La dénomination commune internationale (DCI) d'un médicament est commune aux pays du monde entier. Elle permet à tout un chacun, professionnel de santé ou patient, d'identifier un médicament de manière claire, et donc sans risque de méprise ni de confusion. Cela s'avère d'autant plus utile dans le cas où l'utilisateur a besoin de voyager. L'utilisation de la DCI permet de se rendre partout dans le monde avec la certitude de retrouver son traitement.

La DCI d'un médicament, une nomenclature internationale commune

En connaissant la DCI des produits figurant sur votre prescription, et à condition que celle-ci ait été inscrite par le médecin prescripteur lui-même, vous serez en mesure d'acheter le bon médicament où que vous soyez à l'étranger.

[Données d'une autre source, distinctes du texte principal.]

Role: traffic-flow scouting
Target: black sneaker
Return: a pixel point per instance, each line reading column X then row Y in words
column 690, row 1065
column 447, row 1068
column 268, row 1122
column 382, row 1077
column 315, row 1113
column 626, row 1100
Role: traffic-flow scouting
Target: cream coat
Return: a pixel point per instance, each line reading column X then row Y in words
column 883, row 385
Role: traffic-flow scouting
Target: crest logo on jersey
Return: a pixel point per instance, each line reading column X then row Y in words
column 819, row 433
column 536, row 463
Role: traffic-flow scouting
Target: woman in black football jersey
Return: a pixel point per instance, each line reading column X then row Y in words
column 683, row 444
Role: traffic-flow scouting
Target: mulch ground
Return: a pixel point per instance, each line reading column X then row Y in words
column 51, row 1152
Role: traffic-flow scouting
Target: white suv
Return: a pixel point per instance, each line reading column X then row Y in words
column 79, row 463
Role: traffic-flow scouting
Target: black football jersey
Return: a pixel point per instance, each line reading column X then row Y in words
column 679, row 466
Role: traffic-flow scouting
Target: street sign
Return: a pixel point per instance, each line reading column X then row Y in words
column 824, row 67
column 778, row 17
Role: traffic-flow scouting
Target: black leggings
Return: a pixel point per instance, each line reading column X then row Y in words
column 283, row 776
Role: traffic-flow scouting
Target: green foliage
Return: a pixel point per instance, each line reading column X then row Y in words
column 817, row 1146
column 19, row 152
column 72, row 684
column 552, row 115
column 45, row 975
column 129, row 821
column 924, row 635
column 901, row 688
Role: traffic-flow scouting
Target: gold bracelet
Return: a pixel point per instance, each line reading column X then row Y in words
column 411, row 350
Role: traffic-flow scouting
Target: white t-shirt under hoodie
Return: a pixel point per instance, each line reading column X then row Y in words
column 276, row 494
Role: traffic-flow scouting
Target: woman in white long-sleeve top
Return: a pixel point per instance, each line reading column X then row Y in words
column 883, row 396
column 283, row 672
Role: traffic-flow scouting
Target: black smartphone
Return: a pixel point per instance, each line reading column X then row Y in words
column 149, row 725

Car le système mis en place par l'OMS en 1953 consiste à donner un même nom à une molécule, dans tous les pays. Ce qui n'est pas le cas pour le nom de marque, différent d'un pays à un autre.

Prévenir le risque de surdosage ou d’incompatibilité de traitements

Connaître la DCI de ses médicaments, c'est aussi se protéger d'éventuelles allergies. Comme l'automédication gagne du terrain, il semble essentiel de davantage parler en DCI. Cela permet par exemple d'éviter les surdosages ou incompatibilités entre traitements.

Ainsi, certains médicaments contre le rhume contiennent exclusivement du paracétamol et sont en libre accès. Or, l'association de ces derniers à une autre spécialité à base de paracétamol et de phényramine (également disponible sans ordonnance) est susceptible de provoquer des surdosages graves.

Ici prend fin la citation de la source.